Kampala, Uganda | THE INDEPENDENT | Drug abuse among the youths is reported to be on the rise, leaving hundreds of teenagers struggling with substance use disorders, some of which affect their mental and physical abilities.
According to rehabilitation expert, Richard Muhangi of Recovery Solutions Treatment and Counseling Centre in Kampala, many teenagers are struggling with substance use in communities, homes and schools. He said that 53 per cent of admissions at the centre are persons aged between 17 and 22 who are addicted to substances.
The counsellors have indicated that more youth including students from the age of 16 – 22 were more exposed to drugs and other substances during the lockdown which was announced in March 2020, as a measure to control the spread of coronavirus disease. During the time, schools were closed and more than 15 million learners were sent home.
Out of boredom and lengthy hours of idling many were introduced to either one or more drugs that include inhalant substances, synthetic drugs, cocaine, tik, tobacco and alcohol. The counsellors also found that glue, detergent, nail polish, chalk, fumes, and marijuana, among others, were used by some youths to concoct substances that helped them to become ‘high’. Muhangi acknowledges that many of the youths got used to the drugs after frequent use.
Muhangi says that the inhalants can cause damage to the heart, kidneys, brain, liver, born marrow, and other organs of the body. Research shows that inhalants, also known as laughing gas, or boppers, starve the body of oxygen and force the heart to beat irregularly and more rapidly, sometimes resulting in nosebleeds, damage to the lungs and immune system.
Muhangi says that a number of the admitted youths reported emotional, physical and internal body damages
Joram Mugalu, another counsellor who is currently working with youths at Recovery Solutions, told URN that the lockdown changed the category of people visiting the centre from adults who were struggling with alcohol abuse, to an overwhelming number of youths, struggling to deal with drug and substance abuse.
Paul Waluya, a counsellor says that he has personally handled 18 cases of people battling substance abuse, since June last year. Of these 11 are teenagers, seven of whom have successfully returned to school after being handled therapeutically while two of their colleagues relapsed in abusing the same substance and another two did not complete the therapy before losing contact with the counselling team.
Josephine Afaayo, the Executive Director of Fight Drug Abuse (FDA), an organization that rehabilitates victims of drug abuse says that hundreds of young people, especially boys are suffering from persistent use of inhalants because they are accessible to them.
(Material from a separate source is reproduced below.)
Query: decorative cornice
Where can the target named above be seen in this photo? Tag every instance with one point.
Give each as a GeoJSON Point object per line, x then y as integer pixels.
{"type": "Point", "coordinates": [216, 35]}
She said some teens as young as 11 are taking inhalants stuffed in their neckties or marker pens and could be consumed covertly even in safe environments such as schools, where rules and regulations don’t permit consumed drug abuse.
‘Teenagers, even in schools out of a need to find the unknown, try to taste or use these drugs mainly inhalants. Once they continue, abusing the drug they become dependent and sometimes addicted to it. They take them in any environment such as toilets or dark corners but sometimes they covert inhalants inside their ties or marker pens as a cover-up,’ Afaayo told URN.
According to a report by the National Institute of Drug Abuse, 25 per cent of mental cases in Uganda are due to drug abuse. It is said to be responsible for more accidents, crime, health problems and violence. A male youth who spoke on condition of anonymity but recovered from drug use said he used to take substances to ‘feel good and relax.’